On Wednesday night, industry insiders gathered at the 92nd Street Y in NYC to hear Dirk Standen, editor in chief of Style.com, lead a discussion on the future of fashion with Leandra Medine, founder of The Man Repeller, and Lizzie Tisch and Kim Kassel, co-founders of upscale designer retail experience Suite 1521.
Topics up for heated discussion ranged from the digital landscape that has changed the relationship between brands and the press, the concept of "American fashion" and the proposition of Medine taking over Standen's job -- she was joking, but seriously Standen, you should probably keep an eye on her.
Standen called out the Internet and bloggers like Medine as the lynchpin for change in how we consume and process fashion today, saying, "The digital revolution took a closed system and opened it up to the whole world. I'd like to think Style.com has a role in that, but so do blogs and blogging."
But according to Medine, it's third-party services like Instagram that have had a bigger impact on the way people consume fashion in small, highly filtered bites. "I realized probably about two or three years ago that my Instagram feed was starting to trump my blog. It was easier to take in from the pocket as opposed to a laptop and easy to feed candy to the followers," she explained. "I didn't want people to recognize me from Instagram -- that's when I decided I wanted to seek out contributors and build a media brand."
Part of the conversation evolved around the concept of "American fashion." Standen said that consumers still believe true high fashion comes from Paris, and that American fashion does not get as much respect from the rest of the world. Medine pointed to the evolution of distinctly American designers like Calvin Klein, Michael Kors and Tommy Hilfiger, as well as younger players like Prabal Gurung and Alexander Wang, all of whom have distinctive points of view. "I think Paris Fashion Week is a lot more hoity-toity than New York Fashion Week, but brands like Jason Wu, Prabal Gurung and Proenza Schouler are starting to emerge and gain respect," she said.

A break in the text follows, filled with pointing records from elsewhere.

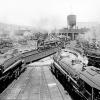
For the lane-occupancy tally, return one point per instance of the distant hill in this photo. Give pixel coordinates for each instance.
(88, 24)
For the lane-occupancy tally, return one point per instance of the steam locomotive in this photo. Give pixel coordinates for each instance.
(13, 66)
(43, 45)
(75, 75)
(94, 57)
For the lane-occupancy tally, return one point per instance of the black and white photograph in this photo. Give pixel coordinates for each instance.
(49, 49)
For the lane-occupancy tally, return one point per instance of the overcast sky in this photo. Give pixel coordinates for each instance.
(36, 12)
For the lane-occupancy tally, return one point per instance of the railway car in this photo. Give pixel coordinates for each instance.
(76, 76)
(94, 57)
(43, 45)
(10, 69)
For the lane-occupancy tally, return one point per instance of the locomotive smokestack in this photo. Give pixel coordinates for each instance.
(71, 21)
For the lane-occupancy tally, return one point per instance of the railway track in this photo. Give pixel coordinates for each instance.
(37, 83)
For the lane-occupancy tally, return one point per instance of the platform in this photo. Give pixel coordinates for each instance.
(36, 83)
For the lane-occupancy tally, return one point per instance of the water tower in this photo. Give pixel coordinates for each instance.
(71, 20)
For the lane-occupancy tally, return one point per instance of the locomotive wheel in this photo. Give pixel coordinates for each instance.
(17, 73)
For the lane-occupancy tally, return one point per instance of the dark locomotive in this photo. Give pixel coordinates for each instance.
(12, 67)
(76, 75)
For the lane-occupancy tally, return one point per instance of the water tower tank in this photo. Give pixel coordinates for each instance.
(71, 20)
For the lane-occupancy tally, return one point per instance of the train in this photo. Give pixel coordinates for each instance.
(43, 45)
(76, 75)
(93, 56)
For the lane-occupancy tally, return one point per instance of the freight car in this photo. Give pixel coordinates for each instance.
(77, 76)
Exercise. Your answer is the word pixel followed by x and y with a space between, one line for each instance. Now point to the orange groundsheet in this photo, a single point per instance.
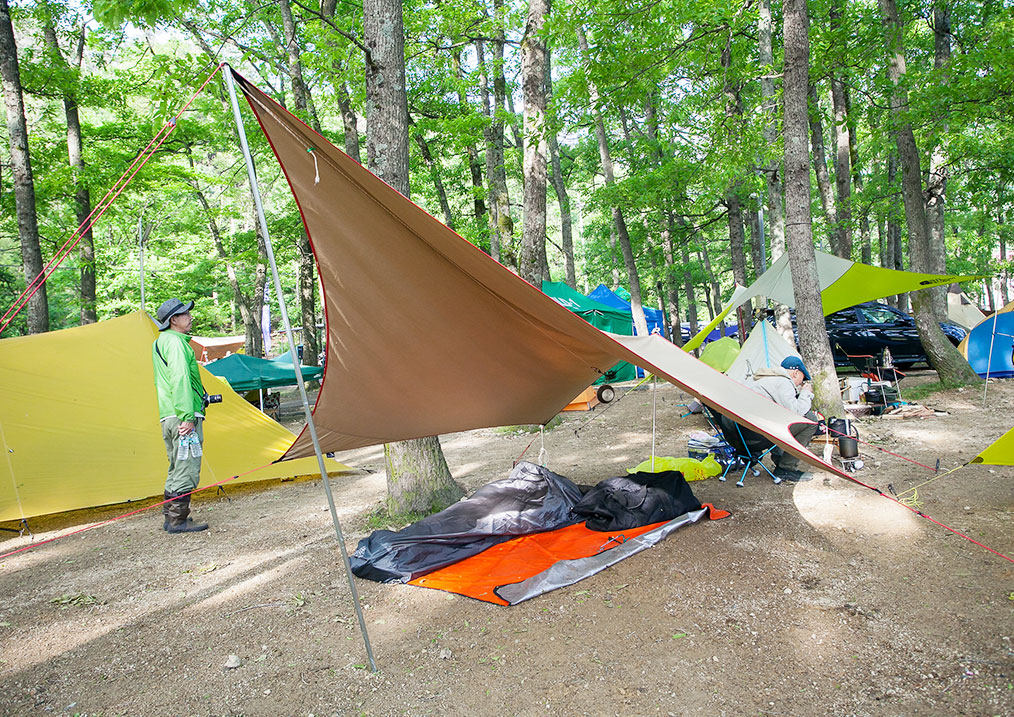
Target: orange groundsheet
pixel 523 557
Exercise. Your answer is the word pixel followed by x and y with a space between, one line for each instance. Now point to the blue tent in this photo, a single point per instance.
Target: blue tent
pixel 991 346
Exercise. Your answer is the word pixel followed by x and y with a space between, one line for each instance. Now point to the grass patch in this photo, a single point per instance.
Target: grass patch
pixel 532 428
pixel 382 519
pixel 923 390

Kassel noted that designers have more freedom now to experiment with a certain aesthetic. "Michael Kors, Calvin, Ralph didn't have the benefit of CFDA Vogue Fashion Fund and the other various support systems behind them that young designers do today which allows them to take greater risks."

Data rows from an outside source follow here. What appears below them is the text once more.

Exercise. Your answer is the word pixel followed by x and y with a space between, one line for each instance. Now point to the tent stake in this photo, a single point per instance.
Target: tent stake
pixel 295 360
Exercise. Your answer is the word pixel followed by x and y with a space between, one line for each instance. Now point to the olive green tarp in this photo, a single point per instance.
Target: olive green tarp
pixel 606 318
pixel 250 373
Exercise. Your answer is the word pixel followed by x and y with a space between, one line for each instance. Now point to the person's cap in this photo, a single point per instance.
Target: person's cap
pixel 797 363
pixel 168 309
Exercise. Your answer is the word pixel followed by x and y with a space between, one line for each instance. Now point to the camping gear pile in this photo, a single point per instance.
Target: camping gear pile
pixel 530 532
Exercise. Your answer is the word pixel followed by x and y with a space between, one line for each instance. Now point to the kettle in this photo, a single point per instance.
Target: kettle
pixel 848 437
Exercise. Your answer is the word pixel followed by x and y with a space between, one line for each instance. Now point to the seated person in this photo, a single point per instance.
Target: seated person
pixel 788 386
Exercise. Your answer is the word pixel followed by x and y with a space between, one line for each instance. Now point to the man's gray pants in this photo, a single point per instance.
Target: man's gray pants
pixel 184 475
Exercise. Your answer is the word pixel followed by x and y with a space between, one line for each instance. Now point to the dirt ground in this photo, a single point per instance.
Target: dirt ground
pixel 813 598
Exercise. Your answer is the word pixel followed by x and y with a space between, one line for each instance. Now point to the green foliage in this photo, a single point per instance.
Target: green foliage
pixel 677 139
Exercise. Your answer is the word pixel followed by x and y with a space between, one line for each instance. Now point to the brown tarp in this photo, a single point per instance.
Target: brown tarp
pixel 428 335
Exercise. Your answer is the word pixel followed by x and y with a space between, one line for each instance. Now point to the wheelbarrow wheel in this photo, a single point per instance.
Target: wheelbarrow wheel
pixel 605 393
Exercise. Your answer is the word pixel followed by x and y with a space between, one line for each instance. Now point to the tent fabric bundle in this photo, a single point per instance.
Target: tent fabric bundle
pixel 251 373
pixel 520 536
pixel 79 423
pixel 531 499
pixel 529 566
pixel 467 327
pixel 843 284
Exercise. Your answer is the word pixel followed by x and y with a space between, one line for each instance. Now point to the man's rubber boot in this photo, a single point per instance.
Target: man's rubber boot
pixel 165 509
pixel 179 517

The CFDA has played a huge role in that, Tisch said. "Upcoming American designers have a great point of view and the CFDA has been crucial in getting them to that place because it’s a business -- it’s a really hard business. When you see a small brand struggle to get off the ground you realize why you need that support," she said. "These designers have more freedom to experiment a bit and we're seeing a huge emerging talent that we haven't seen in a long time."
Tisch and Kassel also spoke about the importance of having strong women designers -- they, after all, know what it's like to be inside the clothes. "Maybe if your fabric is itchy you don't care, but if someone puts it on and says, 'Ew get this off me,' maybe you should want to know," Kassel said. Tisch added, "We still see men designers with skirts up to here."
In their own closets, Kassel and Tisch are looking forward to curating more brands they've come to know and love, but are on the hunt for specifics this fall: Kassel wants a great cape and Tisch just wants some cool boots. As far as Medine's concerned, she just wants more cargo pockets -- "everywhere." She also said, “I'm really into the Tome guys. They conceal women in all the right ways -- huge culottes and big blouses that are open in all sorts of funny places."